Stormwater Mix Fouls Lake’s Southern Waters
By Brian Nearing, Albany Times Union, N.Y.
Dec. 2–BOLTON LANDING — Lake George’s southern waters, where each year more new residences dot hills and shore, are becoming more polluted.
Phosphorus, commonly found in fertilizers and septic waste, is part of the stormwater mix that is fueling worsening problems.
More than 40 percent of phosphorus entering the water comes from just 5 percent of the land that is developed in 190 square miles of Warren, Washington and Essex counties that drain into the lake.
Stormwater runoff is the “largest controllable source of pollutants,” said Lawrence Eichler, a research scientist at the Darrin Fresh Water Institute. The affiliate of Rensselaer Polytechnic Institute has studied the lake since 1967.
Once pollution is in, it is slow to leave. It takes eight years for water that enters the 32-mile lake at Lake George village to reach the northern outlet at the LaChute River in Ticonderoga.

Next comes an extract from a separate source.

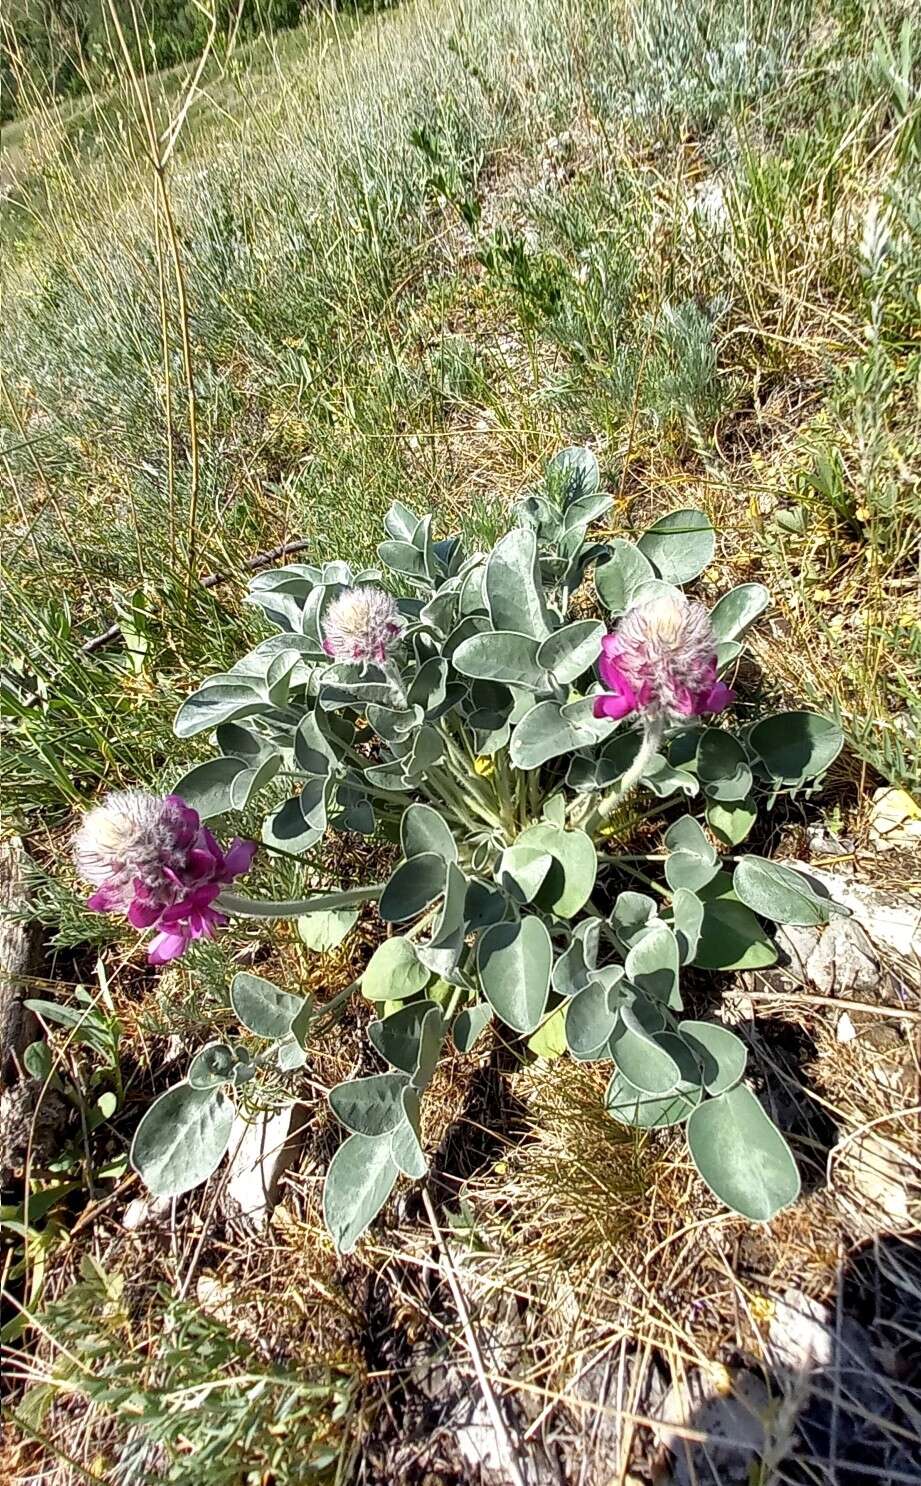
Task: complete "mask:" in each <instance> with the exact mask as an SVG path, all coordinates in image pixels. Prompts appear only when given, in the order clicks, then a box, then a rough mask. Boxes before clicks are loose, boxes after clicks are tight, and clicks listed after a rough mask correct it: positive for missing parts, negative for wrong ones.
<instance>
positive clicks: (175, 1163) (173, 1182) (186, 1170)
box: [129, 1083, 233, 1198]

Phosphorus feeds more than lush lawns. It also fuels algae growth, which reduces the lake’s legendary clarity and consumes oxygen from water around Diamond Island, the southernmost of five lake-bottom basins.
Each basin is a bathtublike depression at the bottom that keeps water from easily mixing between basins. Heading north, other basins are around Dome Island, French Point at the mouth of the narrows, Sabbath Day Point and Hague.

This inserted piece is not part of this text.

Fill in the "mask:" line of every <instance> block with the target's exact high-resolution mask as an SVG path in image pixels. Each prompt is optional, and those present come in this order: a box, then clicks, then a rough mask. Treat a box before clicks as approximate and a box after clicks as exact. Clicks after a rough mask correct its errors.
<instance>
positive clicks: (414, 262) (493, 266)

Within Caldwell Basin, larger algae blooms are expanding an oxygen-starved zone that inhibits aquatic life, Eichler said.
Measurements taken in 1997, 2001 and 2006 show oxygen levels are continuing to drop.
Leaks from septic systems also foul the lake. More than one-quarter of water samples taken from storm runoff have coliform bacteria levels that exceed state swimming standards. In lake water, 7 percent of samples exceeded the standard.
Road salt levels in the lake have more than doubled in 20 years. If that continues for several decades, water could become risky for people with high blood pressure to drink, Eichler said.
State transportation officials limit salt use, said state Transportation Department spokesman Pete Van Keuren.
Each year, state crews put down between 1,800 and 2,000 tons of salt on routes 9 and 9N, the major highways near the lake, he said.
“It’s a balancing act. If we use too little, it could be a safety issue,” Van Keuren said.